An international study by researchers from Nottingham Trent University (NTU), Beijing University of Technology, Zhengzhou University of Light Industry and Beijing Municipal Institute of Labour Protection has shown the potential for using capillary heat exchangers for heat pumps in the shallows of the seabed, with the potential to provide homes with an infinite supply of heating and cooling.
The study shows that during winter – with a seawater temperature of only 3.7°C – it can produce up to 60W/m2 of heat energy to nearby coastal properties. The amount required to heat an average UK home is 100W/m2. The same technology could be used to cool properties by utilising the cooler seabed temperatures to supply cold air.
The technology works by a capillary heat exchanger – featuring 4.3mm diameter capillary tubes with an internal diameter of 2.8mm – extracting heat or cooling energy from the shallows of the seabed. According to the actual conditions in coastal areas, capillaries can be assembled both horizontally and vertically, which forms a three-dimensional heat exchange network.
As part of the study, a hotel in Qingdao, China, was used to pilot test the technology. A 250m2 capillary was laid 5m deep in the shallows, 50m offshore. The total distance from the hotel to the capillary was 300m.
Tests showed that the water exiting the seabed in the capillary was heated to 40.6ºC, before it was pumped to the hotel and used to warm the air in the building.
Zhenpeng Bai, a researcher in energy saving technology from Beijing University of Technology and Zhengzhou University of Light Industry, said: “The heat capacity of the seabed is infinite – making this an extremely impressive potential source of renewable energy.
“Unlike ground-source heat pumps which can require extensive excavation work, a capillary seabed heat pump requires very little set up and causes minimal damage to the seabed.
“It can have a large heat exchanger area, is less susceptible to corrosion from seawater, is more affordable than other technologies, and does not need auxiliary equipment such as filtration and water treatment,” he added.

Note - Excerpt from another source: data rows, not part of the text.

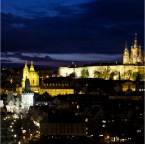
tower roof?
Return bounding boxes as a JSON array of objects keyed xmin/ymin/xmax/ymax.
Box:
[
  {"xmin": 125, "ymin": 41, "xmax": 128, "ymax": 49},
  {"xmin": 134, "ymin": 33, "xmax": 138, "ymax": 47},
  {"xmin": 30, "ymin": 61, "xmax": 34, "ymax": 71}
]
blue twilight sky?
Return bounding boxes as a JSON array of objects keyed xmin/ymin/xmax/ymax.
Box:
[{"xmin": 1, "ymin": 0, "xmax": 144, "ymax": 66}]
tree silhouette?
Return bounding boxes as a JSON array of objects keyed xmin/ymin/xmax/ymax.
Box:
[{"xmin": 81, "ymin": 69, "xmax": 89, "ymax": 78}]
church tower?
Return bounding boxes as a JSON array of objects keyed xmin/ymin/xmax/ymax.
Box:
[
  {"xmin": 123, "ymin": 41, "xmax": 130, "ymax": 64},
  {"xmin": 21, "ymin": 78, "xmax": 34, "ymax": 114},
  {"xmin": 22, "ymin": 61, "xmax": 39, "ymax": 90},
  {"xmin": 22, "ymin": 61, "xmax": 29, "ymax": 89},
  {"xmin": 130, "ymin": 34, "xmax": 142, "ymax": 64}
]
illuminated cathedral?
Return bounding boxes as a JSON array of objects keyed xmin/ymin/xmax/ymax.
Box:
[
  {"xmin": 16, "ymin": 34, "xmax": 145, "ymax": 96},
  {"xmin": 58, "ymin": 34, "xmax": 145, "ymax": 81},
  {"xmin": 123, "ymin": 34, "xmax": 144, "ymax": 64}
]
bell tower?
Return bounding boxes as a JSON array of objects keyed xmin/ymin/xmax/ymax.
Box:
[{"xmin": 123, "ymin": 41, "xmax": 130, "ymax": 64}]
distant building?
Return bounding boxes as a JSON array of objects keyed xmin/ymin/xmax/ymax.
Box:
[
  {"xmin": 58, "ymin": 34, "xmax": 145, "ymax": 81},
  {"xmin": 21, "ymin": 79, "xmax": 34, "ymax": 113},
  {"xmin": 123, "ymin": 34, "xmax": 144, "ymax": 64},
  {"xmin": 40, "ymin": 113, "xmax": 87, "ymax": 136},
  {"xmin": 16, "ymin": 61, "xmax": 74, "ymax": 96}
]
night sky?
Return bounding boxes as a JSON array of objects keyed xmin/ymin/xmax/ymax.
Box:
[{"xmin": 1, "ymin": 0, "xmax": 144, "ymax": 66}]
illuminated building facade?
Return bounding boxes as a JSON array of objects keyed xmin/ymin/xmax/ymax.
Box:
[
  {"xmin": 21, "ymin": 79, "xmax": 34, "ymax": 112},
  {"xmin": 16, "ymin": 61, "xmax": 74, "ymax": 96},
  {"xmin": 22, "ymin": 61, "xmax": 39, "ymax": 91},
  {"xmin": 58, "ymin": 34, "xmax": 145, "ymax": 81},
  {"xmin": 123, "ymin": 34, "xmax": 144, "ymax": 64}
]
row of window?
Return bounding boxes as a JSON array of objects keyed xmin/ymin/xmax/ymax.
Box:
[{"xmin": 42, "ymin": 128, "xmax": 86, "ymax": 134}]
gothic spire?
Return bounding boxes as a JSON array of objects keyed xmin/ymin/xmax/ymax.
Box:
[
  {"xmin": 30, "ymin": 61, "xmax": 34, "ymax": 71},
  {"xmin": 134, "ymin": 33, "xmax": 138, "ymax": 48},
  {"xmin": 125, "ymin": 41, "xmax": 128, "ymax": 49}
]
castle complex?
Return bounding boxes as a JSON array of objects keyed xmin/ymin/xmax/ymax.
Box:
[
  {"xmin": 58, "ymin": 34, "xmax": 145, "ymax": 81},
  {"xmin": 123, "ymin": 34, "xmax": 144, "ymax": 64},
  {"xmin": 16, "ymin": 34, "xmax": 145, "ymax": 96}
]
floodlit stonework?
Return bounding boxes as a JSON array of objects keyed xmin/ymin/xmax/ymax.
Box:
[{"xmin": 58, "ymin": 34, "xmax": 145, "ymax": 81}]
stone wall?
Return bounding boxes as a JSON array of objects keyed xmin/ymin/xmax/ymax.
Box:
[{"xmin": 58, "ymin": 65, "xmax": 145, "ymax": 80}]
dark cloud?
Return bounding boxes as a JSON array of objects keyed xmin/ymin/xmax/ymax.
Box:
[{"xmin": 1, "ymin": 0, "xmax": 144, "ymax": 66}]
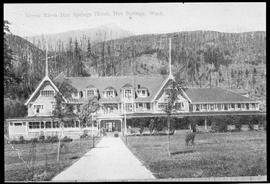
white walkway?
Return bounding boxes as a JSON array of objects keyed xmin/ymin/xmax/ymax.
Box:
[{"xmin": 52, "ymin": 137, "xmax": 155, "ymax": 181}]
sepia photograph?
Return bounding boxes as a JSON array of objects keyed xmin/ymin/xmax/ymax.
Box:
[{"xmin": 3, "ymin": 2, "xmax": 267, "ymax": 182}]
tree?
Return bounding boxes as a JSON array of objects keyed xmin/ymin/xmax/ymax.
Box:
[
  {"xmin": 4, "ymin": 20, "xmax": 20, "ymax": 96},
  {"xmin": 79, "ymin": 96, "xmax": 100, "ymax": 147},
  {"xmin": 163, "ymin": 79, "xmax": 186, "ymax": 156}
]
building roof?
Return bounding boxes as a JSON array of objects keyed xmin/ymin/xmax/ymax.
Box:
[
  {"xmin": 56, "ymin": 75, "xmax": 168, "ymax": 101},
  {"xmin": 185, "ymin": 88, "xmax": 255, "ymax": 103}
]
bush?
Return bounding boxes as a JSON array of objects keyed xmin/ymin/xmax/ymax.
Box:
[
  {"xmin": 45, "ymin": 135, "xmax": 59, "ymax": 143},
  {"xmin": 61, "ymin": 136, "xmax": 73, "ymax": 142},
  {"xmin": 19, "ymin": 136, "xmax": 25, "ymax": 144},
  {"xmin": 30, "ymin": 138, "xmax": 38, "ymax": 143},
  {"xmin": 38, "ymin": 134, "xmax": 45, "ymax": 142},
  {"xmin": 211, "ymin": 121, "xmax": 227, "ymax": 132}
]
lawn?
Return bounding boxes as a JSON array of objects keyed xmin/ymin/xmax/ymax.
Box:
[
  {"xmin": 127, "ymin": 130, "xmax": 267, "ymax": 178},
  {"xmin": 5, "ymin": 139, "xmax": 98, "ymax": 181}
]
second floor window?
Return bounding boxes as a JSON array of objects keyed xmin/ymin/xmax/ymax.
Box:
[
  {"xmin": 87, "ymin": 89, "xmax": 94, "ymax": 96},
  {"xmin": 104, "ymin": 91, "xmax": 114, "ymax": 98},
  {"xmin": 124, "ymin": 89, "xmax": 132, "ymax": 98}
]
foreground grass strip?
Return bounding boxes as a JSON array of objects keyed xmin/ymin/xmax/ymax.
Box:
[
  {"xmin": 5, "ymin": 139, "xmax": 99, "ymax": 181},
  {"xmin": 127, "ymin": 131, "xmax": 266, "ymax": 178}
]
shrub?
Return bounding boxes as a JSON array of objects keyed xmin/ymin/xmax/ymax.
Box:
[
  {"xmin": 30, "ymin": 138, "xmax": 38, "ymax": 143},
  {"xmin": 62, "ymin": 136, "xmax": 72, "ymax": 142},
  {"xmin": 211, "ymin": 121, "xmax": 227, "ymax": 132},
  {"xmin": 149, "ymin": 119, "xmax": 155, "ymax": 134},
  {"xmin": 38, "ymin": 135, "xmax": 45, "ymax": 142},
  {"xmin": 45, "ymin": 135, "xmax": 59, "ymax": 143},
  {"xmin": 19, "ymin": 136, "xmax": 25, "ymax": 144}
]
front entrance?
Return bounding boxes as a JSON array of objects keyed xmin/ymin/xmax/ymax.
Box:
[{"xmin": 100, "ymin": 120, "xmax": 121, "ymax": 135}]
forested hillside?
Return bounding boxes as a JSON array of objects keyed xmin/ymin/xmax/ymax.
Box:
[{"xmin": 5, "ymin": 21, "xmax": 266, "ymax": 118}]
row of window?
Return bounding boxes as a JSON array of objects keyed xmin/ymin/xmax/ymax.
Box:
[
  {"xmin": 28, "ymin": 121, "xmax": 79, "ymax": 129},
  {"xmin": 40, "ymin": 90, "xmax": 54, "ymax": 97},
  {"xmin": 75, "ymin": 89, "xmax": 147, "ymax": 98},
  {"xmin": 195, "ymin": 103, "xmax": 256, "ymax": 111}
]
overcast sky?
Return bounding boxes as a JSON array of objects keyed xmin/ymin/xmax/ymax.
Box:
[{"xmin": 4, "ymin": 3, "xmax": 266, "ymax": 36}]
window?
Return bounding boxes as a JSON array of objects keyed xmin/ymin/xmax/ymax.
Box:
[
  {"xmin": 64, "ymin": 120, "xmax": 75, "ymax": 128},
  {"xmin": 203, "ymin": 104, "xmax": 207, "ymax": 111},
  {"xmin": 246, "ymin": 103, "xmax": 249, "ymax": 110},
  {"xmin": 53, "ymin": 121, "xmax": 59, "ymax": 128},
  {"xmin": 14, "ymin": 123, "xmax": 22, "ymax": 126},
  {"xmin": 137, "ymin": 89, "xmax": 147, "ymax": 97},
  {"xmin": 34, "ymin": 105, "xmax": 43, "ymax": 109},
  {"xmin": 124, "ymin": 89, "xmax": 132, "ymax": 98},
  {"xmin": 125, "ymin": 103, "xmax": 132, "ymax": 112},
  {"xmin": 196, "ymin": 104, "xmax": 200, "ymax": 111},
  {"xmin": 87, "ymin": 89, "xmax": 94, "ymax": 96},
  {"xmin": 41, "ymin": 90, "xmax": 54, "ymax": 97},
  {"xmin": 217, "ymin": 104, "xmax": 221, "ymax": 111},
  {"xmin": 104, "ymin": 91, "xmax": 114, "ymax": 98},
  {"xmin": 175, "ymin": 102, "xmax": 184, "ymax": 110},
  {"xmin": 76, "ymin": 121, "xmax": 80, "ymax": 127},
  {"xmin": 146, "ymin": 103, "xmax": 150, "ymax": 110},
  {"xmin": 45, "ymin": 121, "xmax": 52, "ymax": 128},
  {"xmin": 28, "ymin": 122, "xmax": 40, "ymax": 129},
  {"xmin": 80, "ymin": 91, "xmax": 83, "ymax": 98},
  {"xmin": 158, "ymin": 103, "xmax": 167, "ymax": 110},
  {"xmin": 237, "ymin": 104, "xmax": 241, "ymax": 109}
]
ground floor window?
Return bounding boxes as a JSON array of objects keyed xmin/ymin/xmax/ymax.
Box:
[
  {"xmin": 53, "ymin": 121, "xmax": 59, "ymax": 128},
  {"xmin": 158, "ymin": 103, "xmax": 167, "ymax": 110},
  {"xmin": 202, "ymin": 104, "xmax": 207, "ymax": 111},
  {"xmin": 237, "ymin": 104, "xmax": 241, "ymax": 109},
  {"xmin": 64, "ymin": 120, "xmax": 75, "ymax": 128},
  {"xmin": 45, "ymin": 121, "xmax": 52, "ymax": 128},
  {"xmin": 146, "ymin": 103, "xmax": 150, "ymax": 110},
  {"xmin": 125, "ymin": 103, "xmax": 132, "ymax": 112},
  {"xmin": 196, "ymin": 104, "xmax": 200, "ymax": 111}
]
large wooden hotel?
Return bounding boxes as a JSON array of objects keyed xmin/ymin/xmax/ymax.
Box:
[{"xmin": 7, "ymin": 39, "xmax": 259, "ymax": 139}]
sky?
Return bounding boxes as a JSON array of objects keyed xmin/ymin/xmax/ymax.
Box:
[{"xmin": 4, "ymin": 3, "xmax": 266, "ymax": 36}]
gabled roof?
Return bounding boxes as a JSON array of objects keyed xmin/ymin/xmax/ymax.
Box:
[
  {"xmin": 122, "ymin": 83, "xmax": 132, "ymax": 88},
  {"xmin": 56, "ymin": 75, "xmax": 168, "ymax": 101},
  {"xmin": 185, "ymin": 88, "xmax": 255, "ymax": 103},
  {"xmin": 24, "ymin": 76, "xmax": 67, "ymax": 105}
]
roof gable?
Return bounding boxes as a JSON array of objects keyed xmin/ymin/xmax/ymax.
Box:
[{"xmin": 24, "ymin": 76, "xmax": 66, "ymax": 105}]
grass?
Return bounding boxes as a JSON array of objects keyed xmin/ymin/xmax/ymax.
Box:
[
  {"xmin": 125, "ymin": 131, "xmax": 267, "ymax": 178},
  {"xmin": 5, "ymin": 139, "xmax": 98, "ymax": 181}
]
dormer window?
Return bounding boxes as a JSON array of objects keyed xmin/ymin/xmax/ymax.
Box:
[
  {"xmin": 87, "ymin": 89, "xmax": 95, "ymax": 96},
  {"xmin": 80, "ymin": 91, "xmax": 83, "ymax": 98},
  {"xmin": 124, "ymin": 89, "xmax": 132, "ymax": 98},
  {"xmin": 137, "ymin": 89, "xmax": 147, "ymax": 97},
  {"xmin": 41, "ymin": 90, "xmax": 54, "ymax": 97}
]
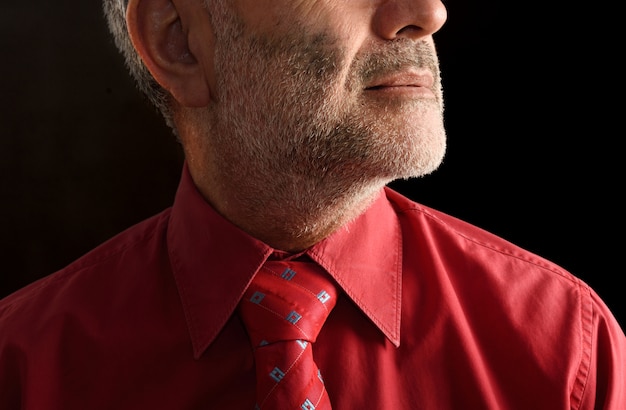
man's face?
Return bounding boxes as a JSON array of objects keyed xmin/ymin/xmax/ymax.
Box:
[{"xmin": 202, "ymin": 0, "xmax": 445, "ymax": 191}]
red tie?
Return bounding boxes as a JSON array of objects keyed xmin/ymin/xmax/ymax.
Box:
[{"xmin": 239, "ymin": 261, "xmax": 337, "ymax": 410}]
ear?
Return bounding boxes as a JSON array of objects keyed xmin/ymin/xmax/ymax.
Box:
[{"xmin": 126, "ymin": 0, "xmax": 213, "ymax": 107}]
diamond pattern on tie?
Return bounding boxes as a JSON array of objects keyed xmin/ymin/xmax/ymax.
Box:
[{"xmin": 239, "ymin": 261, "xmax": 337, "ymax": 410}]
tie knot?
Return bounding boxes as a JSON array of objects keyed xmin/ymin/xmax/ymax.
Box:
[{"xmin": 239, "ymin": 261, "xmax": 337, "ymax": 347}]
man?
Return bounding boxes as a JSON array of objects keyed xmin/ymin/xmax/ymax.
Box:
[{"xmin": 0, "ymin": 0, "xmax": 626, "ymax": 410}]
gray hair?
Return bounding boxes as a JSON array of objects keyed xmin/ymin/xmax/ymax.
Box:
[{"xmin": 103, "ymin": 0, "xmax": 177, "ymax": 135}]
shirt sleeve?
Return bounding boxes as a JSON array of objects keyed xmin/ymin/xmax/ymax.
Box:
[{"xmin": 572, "ymin": 290, "xmax": 626, "ymax": 410}]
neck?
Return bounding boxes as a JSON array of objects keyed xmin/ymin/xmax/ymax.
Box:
[{"xmin": 189, "ymin": 158, "xmax": 387, "ymax": 252}]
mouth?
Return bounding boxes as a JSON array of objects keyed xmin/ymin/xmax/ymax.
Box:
[{"xmin": 365, "ymin": 70, "xmax": 435, "ymax": 92}]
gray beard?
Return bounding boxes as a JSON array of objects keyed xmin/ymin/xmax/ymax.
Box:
[{"xmin": 197, "ymin": 4, "xmax": 445, "ymax": 237}]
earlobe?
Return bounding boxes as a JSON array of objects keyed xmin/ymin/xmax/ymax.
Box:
[{"xmin": 126, "ymin": 0, "xmax": 210, "ymax": 107}]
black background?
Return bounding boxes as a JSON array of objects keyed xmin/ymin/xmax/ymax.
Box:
[{"xmin": 0, "ymin": 0, "xmax": 626, "ymax": 327}]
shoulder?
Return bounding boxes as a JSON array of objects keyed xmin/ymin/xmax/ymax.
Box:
[
  {"xmin": 0, "ymin": 209, "xmax": 169, "ymax": 332},
  {"xmin": 387, "ymin": 189, "xmax": 568, "ymax": 278}
]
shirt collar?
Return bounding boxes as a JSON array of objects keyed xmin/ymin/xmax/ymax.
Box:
[{"xmin": 167, "ymin": 164, "xmax": 402, "ymax": 358}]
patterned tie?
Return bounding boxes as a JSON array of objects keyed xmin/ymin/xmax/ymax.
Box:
[{"xmin": 239, "ymin": 261, "xmax": 337, "ymax": 410}]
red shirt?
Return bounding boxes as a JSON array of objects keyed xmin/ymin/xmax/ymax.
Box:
[{"xmin": 0, "ymin": 168, "xmax": 626, "ymax": 410}]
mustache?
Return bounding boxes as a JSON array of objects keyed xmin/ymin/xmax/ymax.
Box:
[{"xmin": 353, "ymin": 39, "xmax": 440, "ymax": 84}]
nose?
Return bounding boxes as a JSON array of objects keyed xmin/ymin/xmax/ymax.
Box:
[{"xmin": 373, "ymin": 0, "xmax": 448, "ymax": 40}]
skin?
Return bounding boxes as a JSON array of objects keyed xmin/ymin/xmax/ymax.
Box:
[{"xmin": 127, "ymin": 0, "xmax": 446, "ymax": 252}]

“This technology has the potential to become a new and significant addition to the way in which homes around the world can reduce their carbon footprint. Due to their proportionately large coastlines, and rich sources of shallow geothermal energy in coastal areas, the UK, US and China have the potential to pioneer this under-researched renewable energy source,” said Hua Zhong, a senior lecturer and expert in applied energy and environmental engineering at NTU.